Auch den Medien geht es nicht gut. Brettschneider erklärt: „Rechtspopulisten verachten nicht nur Parteien und Politiker, sie diffamieren auch die Massenmedien.“ 22 Prozent der Befragten glauben: „Medien und Politik arbeiten Hand in Hand, um die Meinung der Bevölkerung zu manipulieren.“ 61 Prozent teilen diese Ansichten nicht.
Populisten informieren sich häufig über soziale Medien
Der Studie zufolge nutzen Menschen mit einer populistischen Weltanschauung traditionelle Medien wie Zeitungen, Radio und Fernsehen seltener als der Durchschnitt, um sich über politische Informationen zu informieren. Dafür nutzen sie überdurchschnittlich häufig Social-Media-Plattformen wie TikTok, Facebook oder Instagram.

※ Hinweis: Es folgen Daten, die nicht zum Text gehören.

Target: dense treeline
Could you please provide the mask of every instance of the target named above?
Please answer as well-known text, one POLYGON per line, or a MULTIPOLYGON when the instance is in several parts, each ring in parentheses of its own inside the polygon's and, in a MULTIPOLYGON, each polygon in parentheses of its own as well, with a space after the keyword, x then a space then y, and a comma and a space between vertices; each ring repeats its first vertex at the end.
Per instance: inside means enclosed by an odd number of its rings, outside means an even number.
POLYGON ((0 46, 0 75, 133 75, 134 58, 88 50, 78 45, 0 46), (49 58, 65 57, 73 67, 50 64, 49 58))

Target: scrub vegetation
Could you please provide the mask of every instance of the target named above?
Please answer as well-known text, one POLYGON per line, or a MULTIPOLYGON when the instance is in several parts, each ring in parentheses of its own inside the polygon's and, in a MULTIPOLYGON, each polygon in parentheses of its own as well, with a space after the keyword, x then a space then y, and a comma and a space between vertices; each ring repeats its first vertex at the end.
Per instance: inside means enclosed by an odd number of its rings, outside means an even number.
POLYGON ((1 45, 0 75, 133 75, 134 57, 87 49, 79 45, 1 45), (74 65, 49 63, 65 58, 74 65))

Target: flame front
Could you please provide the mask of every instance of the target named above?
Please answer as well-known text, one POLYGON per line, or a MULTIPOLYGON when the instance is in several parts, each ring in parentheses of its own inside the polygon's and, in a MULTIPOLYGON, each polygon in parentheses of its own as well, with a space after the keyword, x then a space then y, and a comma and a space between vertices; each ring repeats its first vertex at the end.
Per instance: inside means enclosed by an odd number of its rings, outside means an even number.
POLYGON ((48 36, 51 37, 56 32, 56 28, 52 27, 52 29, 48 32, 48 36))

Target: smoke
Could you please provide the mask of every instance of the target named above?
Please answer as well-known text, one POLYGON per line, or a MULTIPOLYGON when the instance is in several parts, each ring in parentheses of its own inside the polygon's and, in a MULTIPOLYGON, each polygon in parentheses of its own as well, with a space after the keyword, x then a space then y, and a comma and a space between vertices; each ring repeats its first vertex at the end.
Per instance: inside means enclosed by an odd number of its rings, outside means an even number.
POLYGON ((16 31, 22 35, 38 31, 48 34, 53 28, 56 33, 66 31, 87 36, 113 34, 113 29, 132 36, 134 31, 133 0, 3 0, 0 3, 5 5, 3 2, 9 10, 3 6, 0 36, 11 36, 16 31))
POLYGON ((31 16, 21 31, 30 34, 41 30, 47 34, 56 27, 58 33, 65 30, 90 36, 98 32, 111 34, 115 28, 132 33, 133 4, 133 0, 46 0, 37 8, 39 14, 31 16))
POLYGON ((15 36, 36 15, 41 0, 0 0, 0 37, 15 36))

Wissenschaftler Brettschneider erkennt hier einen Zusammenhang. Zitat: „Auf einigen Social-Media-Kanälen überwiegen negative Berichte. Sie verbreiten ein Gefühl des Weltuntergangs. Und wer sich dann – gesteuert durch Algorithmen – dem Doomscrolling hingibt, wird irgendwann glauben, die Welt sei dem Untergang geweiht.“
Großes Vertrauen in die lokale Politik
Mit Blick auf das Vertrauen der Befragten in die Demokratie in Deutschland ergab der Demokratiemonitor in diesem Jahr, dass fast ein Viertel der Befragten mit dem Funktionieren der Demokratie auf Bundesebene unzufrieden ist. Auf staatlicher und lokaler Ebene gibt es weniger.

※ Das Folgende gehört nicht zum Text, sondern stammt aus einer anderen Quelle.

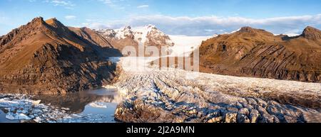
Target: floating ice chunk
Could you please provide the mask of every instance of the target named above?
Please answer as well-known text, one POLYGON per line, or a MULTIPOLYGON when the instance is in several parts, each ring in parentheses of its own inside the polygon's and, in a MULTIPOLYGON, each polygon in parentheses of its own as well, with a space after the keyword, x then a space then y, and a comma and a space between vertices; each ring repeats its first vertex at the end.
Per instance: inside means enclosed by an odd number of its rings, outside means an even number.
POLYGON ((89 106, 91 107, 96 107, 96 108, 107 108, 107 106, 105 105, 103 103, 101 102, 93 102, 89 104, 89 106))
POLYGON ((32 101, 32 104, 38 105, 40 104, 41 102, 41 100, 32 101))
POLYGON ((12 112, 9 112, 6 115, 6 118, 10 120, 14 120, 16 119, 16 117, 14 116, 14 114, 12 112))
POLYGON ((36 121, 37 123, 39 123, 42 121, 42 119, 39 116, 36 117, 36 119, 34 120, 34 121, 36 121))
POLYGON ((70 110, 69 108, 65 108, 65 107, 62 107, 61 109, 63 109, 63 110, 67 110, 67 111, 68 111, 68 110, 70 110))
POLYGON ((24 114, 14 114, 12 112, 9 112, 6 114, 6 118, 10 120, 30 120, 31 118, 25 115, 24 114))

Je ausgeprägter die populistische Weltanschauung der Befragten war, desto größer war ihre Unzufriedenheit mit dem Funktionieren der Demokratie. Es habe sich in den letzten Jahren gezeigt, dass die Zufriedenheit in diesem Bereich gesunken sei, erklärt Brettschneider: „Zwischen 2021 und 2025 ist die Zufriedenheit mit dem Funktionieren der Demokratie auf Bundesebene um 21 Prozentpunkte gesunken.“
Darin spiegelt sich die Unzufriedenheit von Teilen der Bevölkerung mit dem Vorgehen der Bundesregierung wider – sowohl mit der Ampel-Koalition bis 2025 als auch mit der schwarz-roten Regierung seitdem.